La Chine détaille ses objectifs de déploiement de l'IA dans son plan quinquennal
La Chine a adopté son 15e Plan quinquennal, un document de planification stratégique couvrant la période 2025-2030, qui place l'intelligence artificielle au coeur des priorités nationales. L'IA y est citée aux côtés de l'informatique quantique, de la biotechnologie et de l'énergie comme axe fondamental de la politique scientifique du pays.
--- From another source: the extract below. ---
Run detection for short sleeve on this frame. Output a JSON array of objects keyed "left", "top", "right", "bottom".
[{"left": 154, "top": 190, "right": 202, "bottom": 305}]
Le plan appelle explicitement au développement de puces IA haute performance, à la recherche sur de nouvelles architectures de modèles et leurs algorithmes sous-jacents, ainsi qu'à l'expansion des réseaux de communication 5G+ et 6G pour supporter les charges de travail IA. Sur le plan des infrastructures numériques, le gouvernement prévoit la création de hubs nationaux de calcul baptisés "clusters de calcul intelligent", accessibles via des mécanismes de marché comme la location de ressources computationnelles pour toucher le plus grand nombre d'acteurs économiques, y compris les petites entreprises.
L'impact concret de ce plan s'étend à presque tous les secteurs de l'économie chinoise. Dans l'industrie, l'agriculture, l'énergie et les services, le gouvernement entend accroître le recours à l'IA dans la conception industrielle, la gestion des processus de production, et les opérations logistiques. Pour les consommateurs, Pékin veut multiplier les appareils compatibles IA, des smartphones aux robots, et intégrer la technologie dans l'éducation avec des systèmes d'apprentissage adaptatif, dans la santé avec des outils d'aide au diagnostic, et dans les services à la personne pour la gestion du vieillissement de la population. Au niveau de l'administration publique, les services numériques de l'ensemble du secteur public devront s'appuyer sur des systèmes de données intégrés et des modèles standardisés, y compris pour l'évaluation des risques liés à la sécurité publique.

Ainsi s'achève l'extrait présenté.